Through the first years of Covid, lots of companies offered a choice of remote or in-person work, with lots of leeway for working from home. “But it feels like many organizations are talking about coming back to work.”
He says that can be a day per week or a few days a week. But regardless of the mix, many issues are attached to that decision, such as finding daycare for kids as people find themselves returning to a more traditional nine-to-five scenario.
Pranke urges companies to maintain transparency and communicate every step of the changes clearly. He says people returning to work have parking costs, childcare, and commute times to contend with. He calls managing that change the number-one situation. “If you don’t communicate the change effectively, you’re going to have people who are going to be pushing back.”
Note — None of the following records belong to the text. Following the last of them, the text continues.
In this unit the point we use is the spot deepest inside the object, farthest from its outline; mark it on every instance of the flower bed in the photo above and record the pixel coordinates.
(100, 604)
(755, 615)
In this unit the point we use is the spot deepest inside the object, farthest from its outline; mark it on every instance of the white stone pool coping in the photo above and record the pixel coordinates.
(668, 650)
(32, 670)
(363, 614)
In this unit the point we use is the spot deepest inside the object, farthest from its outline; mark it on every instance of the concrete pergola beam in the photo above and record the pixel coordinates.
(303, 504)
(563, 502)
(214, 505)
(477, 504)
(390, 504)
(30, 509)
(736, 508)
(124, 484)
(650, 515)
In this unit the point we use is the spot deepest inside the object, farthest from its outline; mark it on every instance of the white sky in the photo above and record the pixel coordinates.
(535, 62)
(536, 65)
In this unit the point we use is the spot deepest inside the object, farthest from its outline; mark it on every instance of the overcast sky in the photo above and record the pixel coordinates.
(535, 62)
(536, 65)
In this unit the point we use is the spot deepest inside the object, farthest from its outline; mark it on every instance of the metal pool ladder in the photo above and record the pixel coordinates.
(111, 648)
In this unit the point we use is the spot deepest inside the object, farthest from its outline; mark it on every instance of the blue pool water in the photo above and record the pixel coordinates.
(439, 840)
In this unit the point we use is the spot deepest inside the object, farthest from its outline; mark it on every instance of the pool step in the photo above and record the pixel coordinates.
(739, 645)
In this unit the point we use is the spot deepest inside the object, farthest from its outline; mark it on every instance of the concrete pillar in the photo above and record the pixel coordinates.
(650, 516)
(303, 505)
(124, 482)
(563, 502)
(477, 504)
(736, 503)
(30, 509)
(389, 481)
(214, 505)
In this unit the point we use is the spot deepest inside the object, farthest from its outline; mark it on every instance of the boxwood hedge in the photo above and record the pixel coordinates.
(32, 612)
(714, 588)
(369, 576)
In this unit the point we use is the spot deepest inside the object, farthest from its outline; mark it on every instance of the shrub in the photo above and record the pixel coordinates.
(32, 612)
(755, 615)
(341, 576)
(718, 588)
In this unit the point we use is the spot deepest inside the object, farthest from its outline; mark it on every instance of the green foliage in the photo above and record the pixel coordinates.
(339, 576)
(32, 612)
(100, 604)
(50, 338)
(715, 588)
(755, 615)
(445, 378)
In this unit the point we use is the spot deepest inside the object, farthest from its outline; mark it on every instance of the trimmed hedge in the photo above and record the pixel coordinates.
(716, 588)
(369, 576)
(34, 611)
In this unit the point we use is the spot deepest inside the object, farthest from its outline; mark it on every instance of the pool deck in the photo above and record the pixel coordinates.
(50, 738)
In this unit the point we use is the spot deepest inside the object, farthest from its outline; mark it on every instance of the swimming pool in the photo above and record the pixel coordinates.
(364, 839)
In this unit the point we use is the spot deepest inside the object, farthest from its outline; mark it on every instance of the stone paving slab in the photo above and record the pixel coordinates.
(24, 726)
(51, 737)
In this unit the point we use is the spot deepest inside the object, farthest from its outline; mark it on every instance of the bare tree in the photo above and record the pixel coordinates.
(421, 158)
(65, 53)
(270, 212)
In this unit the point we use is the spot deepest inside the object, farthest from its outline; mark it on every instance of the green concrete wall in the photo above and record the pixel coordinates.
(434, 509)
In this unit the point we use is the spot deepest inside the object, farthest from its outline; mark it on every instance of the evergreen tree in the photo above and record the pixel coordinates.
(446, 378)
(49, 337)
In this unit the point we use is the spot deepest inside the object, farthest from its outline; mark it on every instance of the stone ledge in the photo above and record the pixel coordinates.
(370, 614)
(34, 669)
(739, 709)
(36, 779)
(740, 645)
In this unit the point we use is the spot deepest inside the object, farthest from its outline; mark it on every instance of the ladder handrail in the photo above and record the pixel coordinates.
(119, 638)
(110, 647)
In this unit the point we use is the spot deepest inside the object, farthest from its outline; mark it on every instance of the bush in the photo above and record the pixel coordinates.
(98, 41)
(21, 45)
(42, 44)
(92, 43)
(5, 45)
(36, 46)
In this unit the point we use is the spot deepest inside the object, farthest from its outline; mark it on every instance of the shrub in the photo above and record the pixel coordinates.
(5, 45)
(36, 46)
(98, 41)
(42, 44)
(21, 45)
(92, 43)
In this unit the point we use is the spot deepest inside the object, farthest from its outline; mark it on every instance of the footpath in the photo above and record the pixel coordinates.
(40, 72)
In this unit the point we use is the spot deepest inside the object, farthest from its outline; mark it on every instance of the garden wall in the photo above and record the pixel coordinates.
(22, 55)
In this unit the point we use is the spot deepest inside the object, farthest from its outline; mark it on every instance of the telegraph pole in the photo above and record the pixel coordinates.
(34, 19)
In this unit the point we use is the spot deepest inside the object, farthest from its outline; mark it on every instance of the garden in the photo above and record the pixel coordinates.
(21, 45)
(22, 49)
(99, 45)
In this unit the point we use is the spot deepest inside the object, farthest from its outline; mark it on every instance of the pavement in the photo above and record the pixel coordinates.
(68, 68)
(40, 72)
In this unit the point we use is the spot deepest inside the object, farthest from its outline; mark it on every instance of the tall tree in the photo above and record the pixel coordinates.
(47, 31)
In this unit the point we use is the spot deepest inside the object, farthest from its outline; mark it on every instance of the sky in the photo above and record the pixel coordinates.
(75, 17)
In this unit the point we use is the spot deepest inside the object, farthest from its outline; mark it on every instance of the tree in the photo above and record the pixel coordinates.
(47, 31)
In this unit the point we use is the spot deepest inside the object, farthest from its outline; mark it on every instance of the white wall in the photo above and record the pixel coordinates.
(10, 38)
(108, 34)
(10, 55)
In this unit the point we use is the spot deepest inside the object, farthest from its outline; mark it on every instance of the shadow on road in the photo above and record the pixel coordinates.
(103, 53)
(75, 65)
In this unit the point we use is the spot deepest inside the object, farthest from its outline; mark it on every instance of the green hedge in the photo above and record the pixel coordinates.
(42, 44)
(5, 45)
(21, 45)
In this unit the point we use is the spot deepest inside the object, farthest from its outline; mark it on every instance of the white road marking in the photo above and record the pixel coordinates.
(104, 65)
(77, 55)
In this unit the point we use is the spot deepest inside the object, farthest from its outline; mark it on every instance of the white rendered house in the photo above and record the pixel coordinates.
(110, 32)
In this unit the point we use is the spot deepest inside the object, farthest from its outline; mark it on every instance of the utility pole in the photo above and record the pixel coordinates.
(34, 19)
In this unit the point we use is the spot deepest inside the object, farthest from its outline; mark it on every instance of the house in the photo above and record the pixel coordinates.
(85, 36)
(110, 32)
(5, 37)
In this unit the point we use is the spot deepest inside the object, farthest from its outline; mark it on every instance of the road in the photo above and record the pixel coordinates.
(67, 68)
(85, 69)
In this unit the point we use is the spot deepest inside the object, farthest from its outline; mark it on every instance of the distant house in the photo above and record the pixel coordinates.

Finding people remains the next big challenge, whether it’s in the store or on the manufacturing floor. And Pranke admits that it’s difficult to pinpoint why it’s still a challenge. Many older people are at or near retirement age and leaving the workforce. At the other end of the spectrum, many younger people are reluctant to return to the service industries like restaurants. Tech workers are getting laid off in large numbers, but it doesn’t necessarily migrate over to retailing or manufacturing.
“I don’t know if that’s because we’re coming out of Covid and people are still thinking about what they do next, how they reshape their thinking about ‘where am I going to work, how am I going to work, where do I want to work—do I want to work?’”
Meanwhile, inflation remains high. “That is going to have an impact for companies. How do they recession-proof themselves as a business—operations, staffing?” For many firms that may have given big raises last year, can they do that again? “It’ll be very challenging, I think, for businesses to have healthy compensation and increases.”